HomeBlogFloral art and people with dementia: Ikebana in Matia

Floral art and people with dementia: Ikebana in Matia

In this new edition of our blog we return to a series of texts through which we have been discovering different experiences that bring art closer to people with dementia.

In this interview, Eusebi Zubillaga invites us to immerse ourselves in the world of Ikebana, from the Japanese "Living Flower", a term used to refer to the art of flower arrangement in Japan. As a result of her work as a volunteer in Matia centres, Eusebi has found an intimate connection between people with dementia and flowers. This is how she describes it:

Q - Where does your interest in Ikebana come from?

Eusebi – One day I saw a very small and suggestive advertisement in the newspaper about an Ikebana course. I called the person who was giving it and the following week I was in his workshop. The first session for me was something striking and revealing. I had an out of the ordinary experience. While I was preparing the flowers I felt that all of nature, including landscapes, mountains, rivers..., all of it lay at my feet, accompanied by a "deafening silence".... For four years I received one lesson a week, until I received my diploma from the Japanese master Ikenobo.

Q - What has been your experience with people with dementia?

Eusebi – At first I had doubts whether I would be able to develop Ikebana with them. In time I discovered that "there is no dementia", but rather people with a great desire to enjoy something new and attractive such as flowers. As a result of this connection I have received many expressions of gratitude, and it is certain that all the participants experienced from the first day something that made them feel "valid", "loved" and interested to continue the next day.

           On a personal level, the experience of being with these people has given me a great sense of peace and admiration, as there are many emotions moving there. From that not being worth it or not knowing at the beginning, to             seeing how each and every one of them moved with interest in their flower arrangement. It was a deeper, more intimate relationship than is normally the case.

Q - Could you describe how you work with them? Which methodology do you use?

Eusebi - The first thing is to "surprise" with the flowers I take for the compositions. Then I prepare a centrepiece with sweets, chocolates,... to start the arrangement. A minute's silence before starting and there they are all eagerly and willingly ready to do their job. When they finish the arrangement, I approach them one by one to correct and then I encourage them and invite them to look and share what they expect, looking for words that coincide with their expressions... This is very important to build their confidence.

           It is also essential to involve the family members, showing them the arrangement once it is finished and corrected.

Q - Which are your goals?

Eusebi - The main thing is to make them feel valued and loved again... to make them enjoy the moment and find excitement through a new daily incentive. One day the decoration of the table, another day the flowers, another day the colours... Teach them the value and meaning of colour for each one of them, listen to them to know which flowers they prefer when they go shopping... The concept is to look for a representation of each person in the flower.

Q - What communication strategy do you use and how do you communicate with people?

Eusebi - From the beginning of the class I use a simple, straightforward gesture of welcoming everyone equally.

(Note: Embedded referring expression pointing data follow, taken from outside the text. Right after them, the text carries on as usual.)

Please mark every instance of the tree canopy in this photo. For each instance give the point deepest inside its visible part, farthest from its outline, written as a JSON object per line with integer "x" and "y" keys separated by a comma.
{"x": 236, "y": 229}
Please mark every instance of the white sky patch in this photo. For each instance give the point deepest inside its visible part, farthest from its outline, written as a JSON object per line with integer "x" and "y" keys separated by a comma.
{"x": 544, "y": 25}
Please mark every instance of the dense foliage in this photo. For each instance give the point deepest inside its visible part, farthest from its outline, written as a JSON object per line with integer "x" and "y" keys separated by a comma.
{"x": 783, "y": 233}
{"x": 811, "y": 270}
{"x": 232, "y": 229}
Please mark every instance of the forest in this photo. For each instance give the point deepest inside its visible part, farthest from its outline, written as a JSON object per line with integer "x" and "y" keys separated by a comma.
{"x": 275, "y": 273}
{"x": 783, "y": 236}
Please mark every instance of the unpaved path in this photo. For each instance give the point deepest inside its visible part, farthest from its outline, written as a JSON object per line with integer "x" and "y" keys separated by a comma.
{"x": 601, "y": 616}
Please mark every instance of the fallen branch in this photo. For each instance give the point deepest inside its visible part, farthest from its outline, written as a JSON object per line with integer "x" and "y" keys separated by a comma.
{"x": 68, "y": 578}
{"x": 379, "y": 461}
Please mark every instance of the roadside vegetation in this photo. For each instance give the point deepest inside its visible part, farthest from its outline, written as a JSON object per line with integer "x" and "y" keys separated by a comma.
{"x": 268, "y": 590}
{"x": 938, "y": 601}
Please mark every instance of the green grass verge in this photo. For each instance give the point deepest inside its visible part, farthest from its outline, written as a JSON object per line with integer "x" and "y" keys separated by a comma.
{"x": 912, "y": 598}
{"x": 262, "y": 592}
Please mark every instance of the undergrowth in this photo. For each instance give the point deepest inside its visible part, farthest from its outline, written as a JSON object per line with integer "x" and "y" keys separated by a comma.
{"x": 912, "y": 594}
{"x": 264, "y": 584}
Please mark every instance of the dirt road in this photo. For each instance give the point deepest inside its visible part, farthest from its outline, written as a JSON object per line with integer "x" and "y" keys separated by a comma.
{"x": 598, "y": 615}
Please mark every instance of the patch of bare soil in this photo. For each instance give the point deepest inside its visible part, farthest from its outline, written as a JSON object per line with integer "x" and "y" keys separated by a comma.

This works. There is a commitment on an affective level that is very important. Not to make preferences and that what is talked about is always what people are concerned about. To make them take a little step forward with comments that are beautiful, wise...

Q - How does what you do with these people benefit you?

Eusebi - We talk about aspects such as stimulation, enjoyment, meaningful and personalised activity, self-esteem, reminiscence..... Ikebana nurtures an attitude of hope towards something that is seen to be pleasing to them. Something moves in the whole person, on an affective level, on a physical level,... A self-demand to face something new that provokes pleasure. All this translates into this impatient waiting for the day of the flowers, as they call it, and in comments such as: "Today I have risen, I am very happy. I've come out of it on my own".

We invite you to delve into such an exciting area as the combination of art and dementia, and to follow initiatives such as the Dementia in Cultural Mediation (DCUM) project, a European ErasmusPlus programme, with the participation of Matia Instituto, from which we approach a multitude of artistic and cultural practices that promote the social inclusion of people with dementia in their immediate environment, and therefore, their well-being. 

Some guidelines and key points to keep in mind when starting an Ikebana session

  • An initial contact with the person makes it easier to get the most suitable floral elements for each him/her.
  • It is also necessary to buy and organise a bag, water, special scissors, and othe elements specific to Ikebana (kenzan,...).
  • The activity should take place in a quiet space. Ikebana requires silence.
  • Groups of 7 or 8 people, each with their own place and a pottery of their choice on which to place their flowers.
  • An incentive at the start of the class could be to offer a sweet.
  • Each composition should have two of three flowers to make it more harmonious.